Ein anderer sagte: Ich wette, dass auch das ein Gleichnis ist.

Der erste sagte: Du hast gewonnen.

Der zweite sagte: Aber leider nur im Gleichnis.

Der erste sagte: Nein, in Wirklichkeit; im Gleichnis hast du verloren.

(Franz Kafka, „Von den Gleichnissen“)


In der unabhängigsten Unabhängigkeit gedreht, schwingt sich Lynch also wie ein Einsiedlerkrebs in Sphären des filmischen Meditierens und versucht, das Medium zu erweitern, experimentiert, nicht nur im Ganzen, gleichfalls mit Verfremdungsmitteln innerhalb seines neuen Lieblingsformates, dem Digital Video, das grobkörnig aussieht, semidokumentarisch-lose sich Gesichtsporen nähert. Die typischen Lynchismen vermischen sich so mit frischeren Errungenschaften zu einer Legierung aus subkutaner, basslastiger Tonspur, geblurten Gesichtern, Fratzencollagen und Stroboskopflackern unter anderem. Indem David Lynch das Medium auf seine Weise formt, ausformt, umformt, verformt, deformiert, transzendiert er es, dies freilich. Nur scheint er sich irgendwie ausschließlich in diesem diffusen Prozess weiterzuentwickeln. Trotz einiger Neuerungen kann man sich nicht des Eindruckes erwehren, Lynch wiederhole sich nur noch, wenngleich die Größendimension dabei gigantomanisch ist.

So gigantomanisch und ungreifbar und unkonkret, dass der Film, so sehr man auch den einen oder anderen Dämon entschlüsselt zu haben glaubt, ein riesiger Dämon bleibt, ein nicht dechiffrierbarer Komplex. Wer ihn begreift, zerstört den Mythos und um der Unlösbarkeit Willen scheint das Werk zu einem gewissen Teil auch geschaffen worden zu sein. „Inland Empire“ ist wie ein Insiderwitz mit nur einem Eingeweihten, folglich dem Witzerzähler - Lynch. Es darf daher diesmal umso eindringlicher die Frage gestellt werden: Warum sich dieser Ohnmacht ausliefern? Wer sich dieses Halluzinogen einwirft, darf nicht mit weniger als dem längsten Alptraum seines Lebens rechnen.

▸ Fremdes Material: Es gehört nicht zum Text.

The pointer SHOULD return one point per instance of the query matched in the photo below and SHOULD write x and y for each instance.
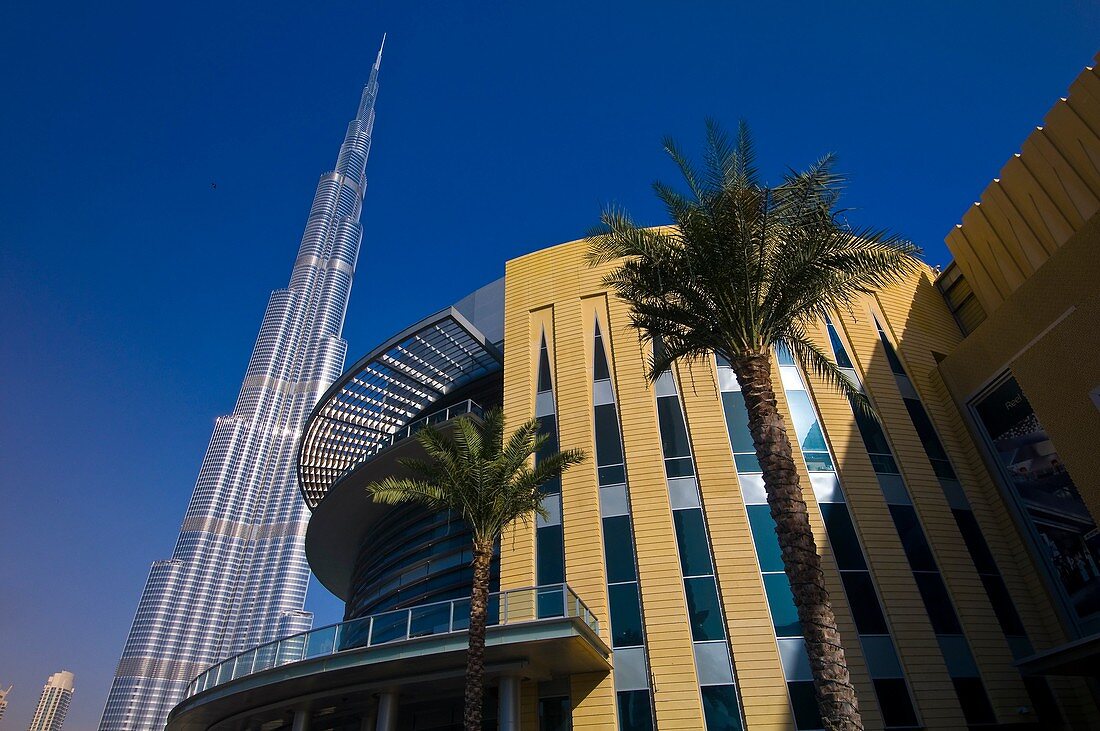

…Während der vielen Jahre beobachtet der Mann den Türhüter fast ununterbrochen. Er vergisst die andern Türhüter, und dieser erste scheint ihm das einzige Hindernis für den Eintritt in das Gesetz. Er verflucht den unglücklichen Zufall, in den ersten Jahren rücksichtslos und laut, später, als er alt wird, brummt er nur noch vor sich hin. Er wird kindisch, und, da er in dem jahrelangen Studium des Türhüters auch die Flöhe in seinem Pelzkragen erkannt hat, bittet er auch die Flöhe, ihm zu helfen und den Türhüter umzustimmen. Schließlich wird sein Augenlicht schwach, und er weiß nicht, ob es um ihn wirklich dunkler wird, oder ob ihn nur seine Augen täuschen. Wohl aber erkennt er jetzt im Dunkel einen Glanz, der unverlöschlich aus der Türe des Gesetzes bricht. Nun lebt er nicht mehr lange. Vor seinem Tode sammeln sich in seinem Kopfe alle Erfahrungen der ganzen Zeit zu einer Frage, die er bisher an den Türhüter noch nicht gestellt hat. Er winkt ihm zu, da er seinen erstarrenden Körper nicht mehr aufrichten kann. Der Türhüter muss sich tief zu ihm hinunterneigen, denn der Größenunterschied hat sich sehr zuungunsten des Mannes verändert. »Was willst du denn jetzt noch wissen?« fragt der Türhüter, »du bist unersättlich. « »Alle streben doch nach dem Gesetz«, sagt der Mann, »wieso kommt es, dass in den vielen Jahren niemand außer mir Einlass verlangt hat?« Der Türhüter erkennt, dass der Mann schon an seinem Ende ist, und, um sein vergehendes Gehör noch zu erreichen, brüllt er ihn an: »Hier konnte niemand sonst Einlass erhalten, denn dieser Eingang war nur für dich bestimmt. Ich gehe jetzt und schließe ihn.«

(Franz Kafka, Türhüterparabel aus „Der Prozess“).